Em 1948, terroristas da milícia sionista Irgun invadiram a aldeia palestina de Deir Yassin, destruíram casas e mataram 254 civis palestinos, incluindo idosos, mulheres e crianças. A ação sionista fez parte do Nakba – um projeto político de expulsão dos palestinos de sua terra natal para a criação artificial do estado de Israel
Publicado 07/04/2020 16:01 | Editado 07/04/2020 16:51
A aldeia palestina de Deir Yassin possuía cerca de 600 moradores, que viviam da exploração das minas de calcário e do corte das pedras, utilizadas basicamente na construção civil.
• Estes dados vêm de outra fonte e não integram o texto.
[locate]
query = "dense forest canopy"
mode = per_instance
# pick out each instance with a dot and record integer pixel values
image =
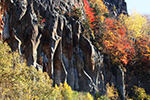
(124, 39)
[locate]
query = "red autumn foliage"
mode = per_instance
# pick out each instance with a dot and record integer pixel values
(89, 13)
(117, 45)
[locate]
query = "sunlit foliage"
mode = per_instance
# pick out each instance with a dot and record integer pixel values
(117, 45)
(20, 82)
(89, 13)
(140, 94)
(134, 24)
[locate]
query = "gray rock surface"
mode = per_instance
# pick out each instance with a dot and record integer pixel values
(50, 37)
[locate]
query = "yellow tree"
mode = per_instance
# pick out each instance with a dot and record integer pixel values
(134, 24)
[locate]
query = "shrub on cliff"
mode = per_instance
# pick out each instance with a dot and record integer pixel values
(18, 81)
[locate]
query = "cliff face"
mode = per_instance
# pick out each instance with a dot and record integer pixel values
(49, 36)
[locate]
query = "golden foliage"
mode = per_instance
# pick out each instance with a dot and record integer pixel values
(20, 82)
(112, 92)
(140, 94)
(134, 24)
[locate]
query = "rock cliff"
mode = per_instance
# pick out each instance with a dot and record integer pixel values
(49, 36)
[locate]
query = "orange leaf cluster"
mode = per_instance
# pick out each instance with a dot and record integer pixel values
(117, 45)
(89, 13)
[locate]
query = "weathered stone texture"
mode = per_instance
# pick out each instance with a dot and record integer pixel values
(50, 39)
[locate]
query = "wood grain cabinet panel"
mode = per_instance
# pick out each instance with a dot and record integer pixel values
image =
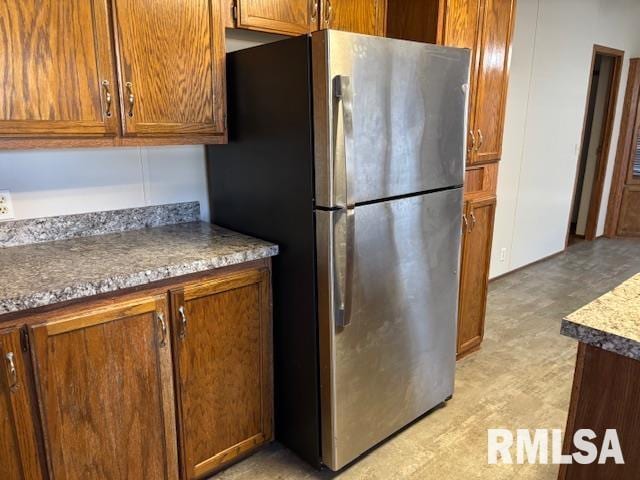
(460, 26)
(57, 69)
(492, 80)
(171, 67)
(474, 274)
(222, 351)
(19, 452)
(358, 16)
(105, 388)
(287, 17)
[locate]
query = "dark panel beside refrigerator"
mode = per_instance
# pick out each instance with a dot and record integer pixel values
(262, 184)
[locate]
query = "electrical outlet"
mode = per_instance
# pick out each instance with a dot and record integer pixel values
(6, 206)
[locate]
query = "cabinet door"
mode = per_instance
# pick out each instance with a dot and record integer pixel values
(222, 349)
(288, 17)
(19, 454)
(105, 388)
(358, 16)
(57, 76)
(493, 75)
(476, 252)
(171, 67)
(461, 23)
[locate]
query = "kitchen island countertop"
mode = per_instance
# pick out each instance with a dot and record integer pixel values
(611, 322)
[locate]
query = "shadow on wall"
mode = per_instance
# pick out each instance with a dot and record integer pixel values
(59, 182)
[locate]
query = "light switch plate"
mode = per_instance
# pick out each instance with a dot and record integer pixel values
(6, 206)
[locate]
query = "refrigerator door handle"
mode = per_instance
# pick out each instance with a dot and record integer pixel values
(344, 94)
(345, 239)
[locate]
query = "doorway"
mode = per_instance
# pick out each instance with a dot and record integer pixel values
(602, 95)
(623, 214)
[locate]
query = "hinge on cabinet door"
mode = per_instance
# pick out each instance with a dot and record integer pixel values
(24, 340)
(234, 10)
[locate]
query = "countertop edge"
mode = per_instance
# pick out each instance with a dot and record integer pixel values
(598, 338)
(126, 281)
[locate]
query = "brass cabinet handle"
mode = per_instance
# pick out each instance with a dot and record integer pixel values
(132, 98)
(328, 13)
(183, 322)
(107, 97)
(473, 142)
(13, 373)
(163, 329)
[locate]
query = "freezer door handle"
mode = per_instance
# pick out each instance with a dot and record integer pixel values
(344, 150)
(344, 252)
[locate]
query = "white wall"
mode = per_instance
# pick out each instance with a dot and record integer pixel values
(550, 70)
(64, 181)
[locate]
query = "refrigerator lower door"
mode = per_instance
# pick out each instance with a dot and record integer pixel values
(388, 294)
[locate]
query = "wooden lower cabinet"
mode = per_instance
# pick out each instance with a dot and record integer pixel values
(166, 383)
(222, 349)
(19, 453)
(474, 274)
(105, 387)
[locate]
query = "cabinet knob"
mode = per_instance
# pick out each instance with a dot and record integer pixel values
(107, 97)
(472, 146)
(183, 321)
(13, 372)
(328, 13)
(163, 329)
(132, 98)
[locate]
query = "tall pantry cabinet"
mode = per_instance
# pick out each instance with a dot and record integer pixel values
(486, 28)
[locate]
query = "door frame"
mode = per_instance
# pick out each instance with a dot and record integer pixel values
(603, 157)
(628, 125)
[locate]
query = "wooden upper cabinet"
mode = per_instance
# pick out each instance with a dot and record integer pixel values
(287, 17)
(476, 253)
(492, 79)
(19, 453)
(105, 388)
(171, 67)
(460, 28)
(222, 356)
(358, 16)
(57, 76)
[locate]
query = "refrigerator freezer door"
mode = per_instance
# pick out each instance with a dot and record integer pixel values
(394, 358)
(389, 115)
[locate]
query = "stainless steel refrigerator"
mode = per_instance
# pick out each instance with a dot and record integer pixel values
(348, 151)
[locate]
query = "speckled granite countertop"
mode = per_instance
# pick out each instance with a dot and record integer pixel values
(42, 274)
(611, 322)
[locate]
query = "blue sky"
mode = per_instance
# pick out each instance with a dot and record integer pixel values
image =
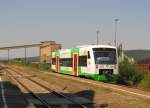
(74, 22)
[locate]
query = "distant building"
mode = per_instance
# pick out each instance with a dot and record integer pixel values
(46, 49)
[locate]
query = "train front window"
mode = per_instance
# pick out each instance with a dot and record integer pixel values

O vilarejo estava localizado num morro a oeste de Jerusalém e convivia pacificamente com os imigrantes europeus judeus que viviam no bairro de Givat Shaul.
No dia 9 de abril de 1948, tropas da milícia paramilitar sionista Irgun invadiram a aldeia, lideradas por Menachen Begin, futuro primeiro-ministro de Israel e responsável por diversos crimes de guerra na Palestina e no Líbano – como o massacre nos campos de refugiados de Sabra e Chatila, no sul do Líbano, em 1982. O genocídio planejado da população palestina e a sua expulsão das localidades em que viviam há séculos para a criação artificial do estado de Israel, formado por centenas de milhares de imigrantes judeus vindos da Europa e do Norte da África, é um fato histórico que muitos cientistas políticos e historiadores – entre eles o professor judeu norte-americano Norman Finkelstein e os israelenses Schlomo Sand e Illan Papé – consideram uma operação de “limpeza étnica”, similar à que os nazistas realizaram no leste europeu, durante a 2ª Guerra Mundial.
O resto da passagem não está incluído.